L’Écologie sanitaire pour l'écosystème et l'humain

Par Raphael Valette


Raphael Valette, revient sur les doutes liés à la crise du Covid-19 dans sa contribution. Selon lui la transparence doit être faite avec enquête et investigation au nom de l’intérêt de toutes et tous, une condition indispensable de l’avenir de notre démocratie.



« Ne faisons pas les surpris.e.s, la destruction de nos services publics existent depuis bien trop longtemps et aujourd'hui nous payons les frais de ce libéralisme sauvage »


Nous avons assisté au cours de ces semaines à une épidémie mondiale qui a engendrée une catastrophe sanitaire sans précédent. Nos gouvernements mondiaux ont géré cette crise chacun à leur manière. Nous touchons bientôt à la fin et il est plus que probable que le gouvernement français devra rendre des comptes après sa gestion catastrophique et ses mesures en trompe l'œil. Les personnes travaillant dans les hôpitaux sont usé.e.s et demandent de l'aide, en réponse le gouvernement donne 1 milliard à Air-France. Ne faisons pas les surpris.e.s, la destruction de nos services publics existent depuis bien trop longtemps et aujourd'hui nous payons les frais de ce libéralisme sauvage.


« Nous devons maintenant faire en sorte que cela ne se reproduise plus jamais »


Cette crise, malgré tout ce qu'on en pense est d'origine écologique. Le Virus d'origine animale est la cause d'une destruction de son habitat qui l'oblige alors à fréquenter les aires urbaines et à être en contact avec l'être humain.

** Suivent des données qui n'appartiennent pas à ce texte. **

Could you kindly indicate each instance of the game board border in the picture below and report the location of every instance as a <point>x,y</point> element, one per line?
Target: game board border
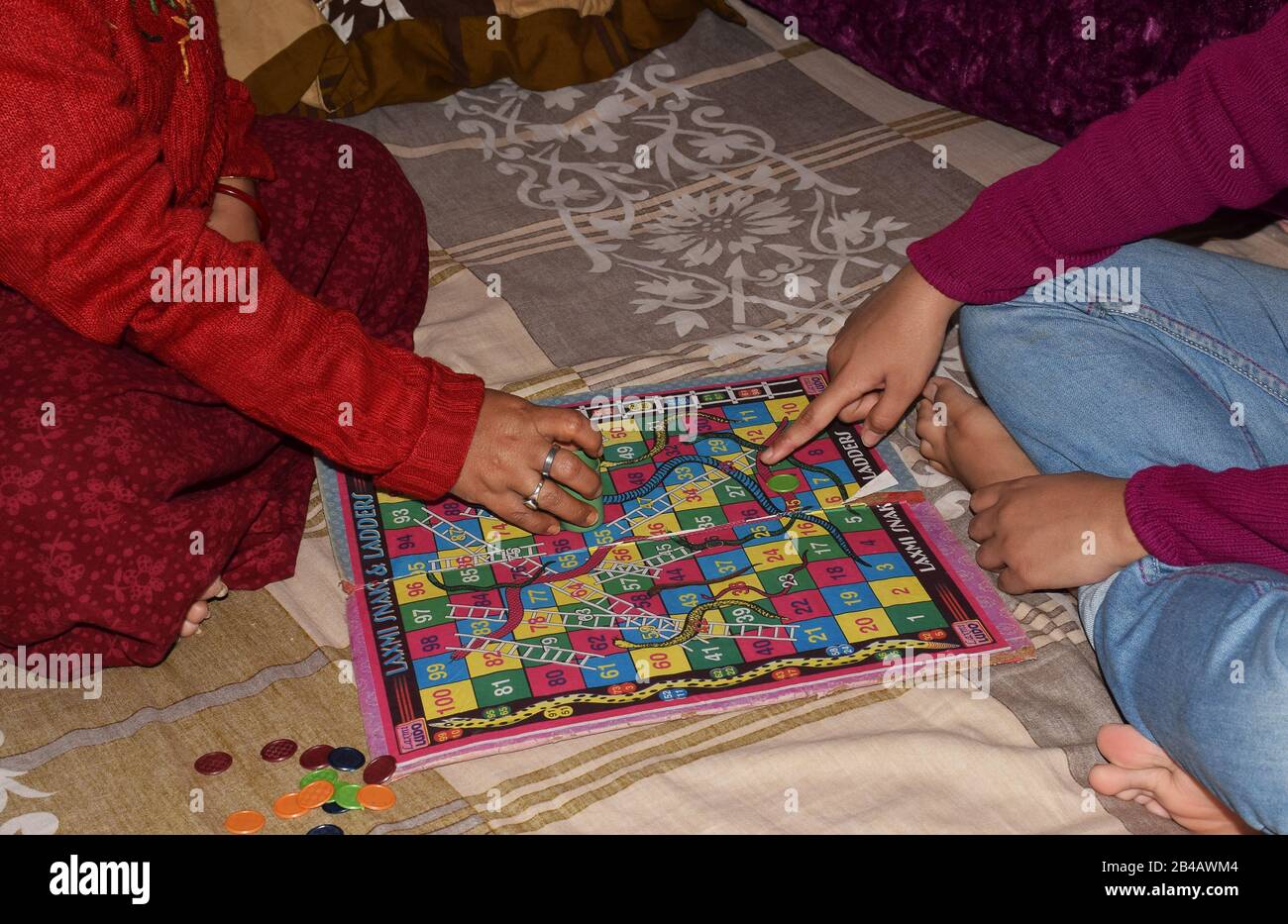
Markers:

C'est alors que les virus se développent. Nous devons totalement revoir notre rapport à la nature. Notre modèle économique nous pousse à produire toujours plus et sur consommer jusqu'à la destruction de notre santé et aujourd'hui ce n'est plus tolérable.

C'est aussi notre modèle social qu'il faut revoir. Est-il normal que nous ayons été confrontés à une crise de cette ampleur sans y être sanitairement préparés alors que nous avons connaissance de ce virus depuis Janvier et du début de contamination en Italie depuis février ?


« Comment continuer à leur faire confiance ? »


Nos hôpitaux et nos services d'urgences sont débordés. Le gouvernement a sciemment menti sur le manque de masques ou sur leur efficacité, comment continuer à leur faire confiance après tant d'approximation ? Comment leur faire confiance quand un inspecteur du travail qui vérifie le respect des conditions sanitaires est mis à pied quand il demande à une entreprise de respecter les mesures du Gouvernement, quand la ministre Buzyn va en campagne municipale en pleine crise, quand la chloroquine est refusée faute de tests alors que des députés contaminés comme Monsieur Estrosi en ont pris et ont été guéris après trois jours et que les pays Africains en ont souvent recours grâce à son bas prix et sont les moins touchés, serait ce justement son bas prix qui refroidirait le gouvernement car moins intéressant qu'un vaccin ou médicament plus cher ?


« Non-assistance à personne en danger »


Il faut une enquête qui montre en toute transparence sur comment cette crise a été menée et prendre les sanctions qui s'imposent. On peut s'interroger si ce manque d'aide aux services de santé, ces mensonges, ces mesures prises totalement approximatives et floues dans les écoles et collèges, le refus de protéger les personnes LGBTQ+ victimes de violences familiales, ne sont pas comparables à une non-assistance à personne en danger. La personne étant le peuple, Édouard Philippe ne nous a guère plus éclairé et s’il venait à démissionner après la crise, il serait bon pour nous et pour lui d'être vraiment respectueux de notre santé et celles de nos familles au lieu de faire repartir une économie destructrice d'environnement et obsolète à tout prix. Et ça serait aussi bon pour lui. Il l'oublie peut-être, mais il n'est pas encore réélu au Havre.